Integrationsprogramm
Nach einer kleinen schriftlichen Abschlussprüfung bekommen Sie Ihren Deutschen und können ihm nun unsere reichhaltige Schweizer Kultur näherbringen:
- Korrigieren Sie geduldig die sprachlichen Unzulänglichkeiten Ihres Deutschen und bringen Sie ihm den Konjunktiv bei. Erklären Sie ihm, dass das Puff in Ihrem Büro kein Bordell ist, Finken keine Vögel und ein Sackmesser kein Vermessungsgerät für Geschlechtsorgane.
- Leisten Sie kulturelle Entwicklungshilfe und erläutern Sie Ihrem Schützling, dass der Nebelspalter und nicht die Weltwoche? das Schweizer Gegenstück zur deutschen Ti­tanic? ist. Erklären Sie ihm, warum Roger Federer besser ist als der FC Bayern und dass direkte Demokratie heisst, die Abstimmungsunterlagen direkt nach Empfang ins Altpapier zu geben.

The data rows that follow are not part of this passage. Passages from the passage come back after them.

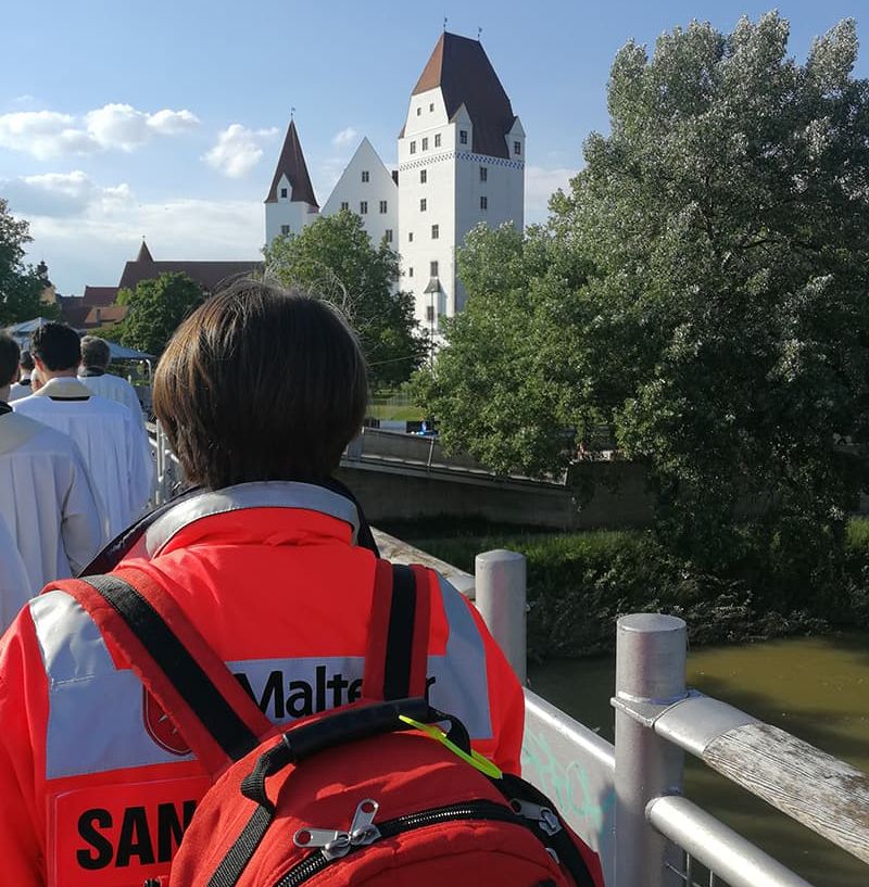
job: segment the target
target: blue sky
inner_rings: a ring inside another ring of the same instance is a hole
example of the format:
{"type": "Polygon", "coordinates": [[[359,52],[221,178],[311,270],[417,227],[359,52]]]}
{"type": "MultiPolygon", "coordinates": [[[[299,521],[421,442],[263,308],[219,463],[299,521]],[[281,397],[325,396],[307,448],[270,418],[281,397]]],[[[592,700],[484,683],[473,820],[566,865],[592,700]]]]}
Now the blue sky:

Indem Sie Ihrem Deutschen Ihre schöne Heimat zeigen, werden Sie sie auch für sich selber neu entdecken. Sie werden stolz sein auf Dinge, die Sie bis anhin nie leiden konnten: das Steuersystem, den Bundesrat, Zürich, das Mittelmass, den WK, Alex Frei, die Rätoromanen.

Gehen Sie behutsam vor
Achten Sie bitte auf artgerechte Ernährung und gewöhnen Sie Ihren Deutschen behutsam von Currywurst und Buletten auf Cervelat und Fondue um. Wenn Sie sorgsam mit ihm umgehen, werden Sie viel Freude an ihm haben und Sie werden sehen: Schon bald wird er die Schweizer Mentalität verstehen und schätzen lernen und mit etwas Geduld und liebevoller Zuwendung wird Ihr Deutscher vielleicht schon bald ein richtiger Schweizer werden, so wie Sie.

Werden auch Sie Pate! Mit dem Einsatz von nur wenigen Stunden pro Woche können Sie ein Leben verändern!

Aktuelle Katalog-Beispiele
- Michael, 43, Rennfahrer aus Hürch-Hermülheim
- Sibylle, 39, Autorin aus Weimar
- Klaus, 68, Ex-Deutsche-Post-Chef und Steuersparer aus Bochum
- Peer, 65, Nächster deutscher Kanzler aus Berlin

Wenn Sie sich jetzt spontan entschlossen haben, einen unserer Deutschen zu adoptieren, dann schicken Sie bitte Ihre Bewerbung an den Nebelspalter (Kennwort «Adopt a German») und sichern Sie sich Ihren Wunschdeutschen! Falls Sie Deutscher sind und in unsere Kartei aufgenommen werden möchten, um sich adoptieren zu lassen, kontaktieren Sie uns bitte auf demselben Weg. Sie können unser Entwicklungshilfeprojekt natürlich auch mit einer einmaligen Spende unterstützen. Nähere Informationen unter: www.nebelspalter.ch, Stichwort: Jahresabo.